Clifton Chase Creek St Facade

Clifton Chase Creek St

It’s close to Morenci’s still operating pit — a pit that has already swallowed one town and the local Mexican cemetery (segregated cemeteries…this area has a terrible history of racism, but also an awesome, if tragic, one of unionisation and miner’s strikes). Morenci itself is entirely company housing that can only be occupied by those working for Freeport-McMoRan, and when the company goes, they will probably take the town with them. Another common pattern, with buildings constantly picked up and moved as the ore ran out.

Beyond the handful of hopeful, solid buildings in the small town centres, mining towns mark an architecture of extraction and impermanence. Everything is expendable. Resources are there to take and move on, and land, place home…they are not to be loved.

For example, this is all that is left of Pearse (more facades, we are a state of facades):

Pearse Soto Bros General Store

Gleeson has a few ramshackle buildings and a sign encapsulating history:

Gleeson Welcome Sign

Gleeson Cemetary

What is left of Courtland:

Courtland Ruin

The old Vulture Mine, the richest goldmine in Arizona, and possibly the reason Phoenix now exists, to supply it in more hospitable conditions.  There’s a tree still stands in the centre where at least 18 men were hanged for trying to steal some of the gold they were mining. It is a terrible, lonely place. The desolation that fills you here tells you better than anything what much of the legacy of mining has been in this state:

2011.07.29.21

2011.07.29.34

Terrible in a different way is Tombstone, which offers another legacy through its reconstruction of self around myth (much like the Lost Dutchman franchise), and various crazy inventions of the Earps, Doc Holiday and the OK Corral, sordid history packaged and romanticised:

Tombstone - Allen St.

Still, for the towns still standing and struggling, I find them in form ultimately both more sustainable and liveable than the sprawl of Phoenix or Tucson — though both of those towns contain something of a historic core.
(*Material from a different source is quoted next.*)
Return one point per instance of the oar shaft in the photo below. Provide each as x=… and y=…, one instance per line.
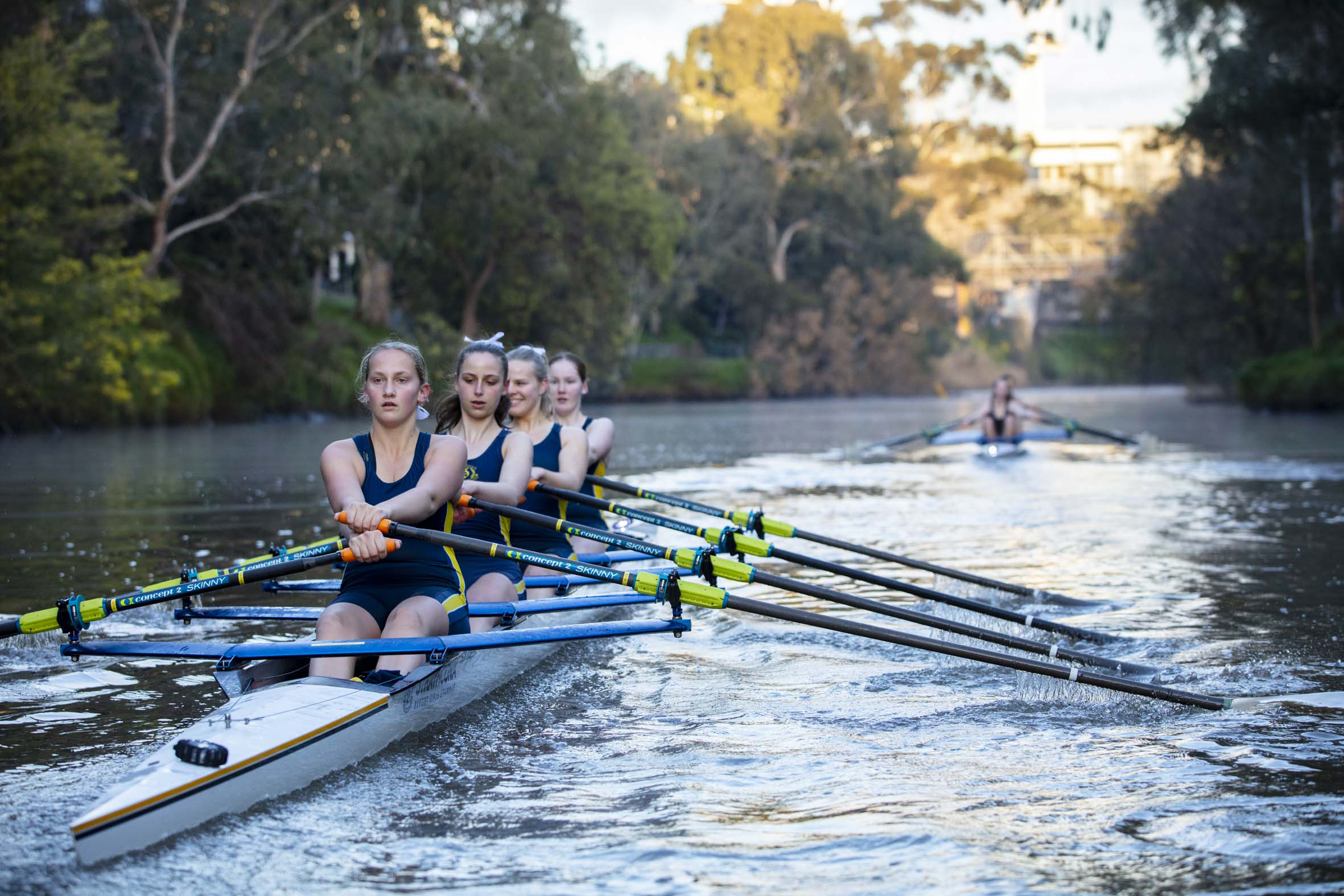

Tucson mostly destroyed the beautiful old barrio viejo, of course, though it now frantically tries to restore/rebuild/reclaim that history and the historical post-conquest buildings given the profit now found in such historical things.

Arizona’s never had much in the way of jobs though, apart from limited agriculture and mining. Florence tried another route — the site of the old courthouse and prison, a POW camp in WWII (they kept the Germans and Italians busy picking cotton, yes, cotton) and now nine prisons. Nine. Fucking. Prisons. Despite a population of around 17,000, and all of the jobs generated by the horror of nine prisons, it can’t be said its main historic street looks much better than any other small Arizona town.

Florence, AZ

Its population undoubtedly mostly live in the tract homes and use the strip malls surrounding this place, but to me those represent a kind of hell that rightly should be included here, but I just can’t bring myself to do it.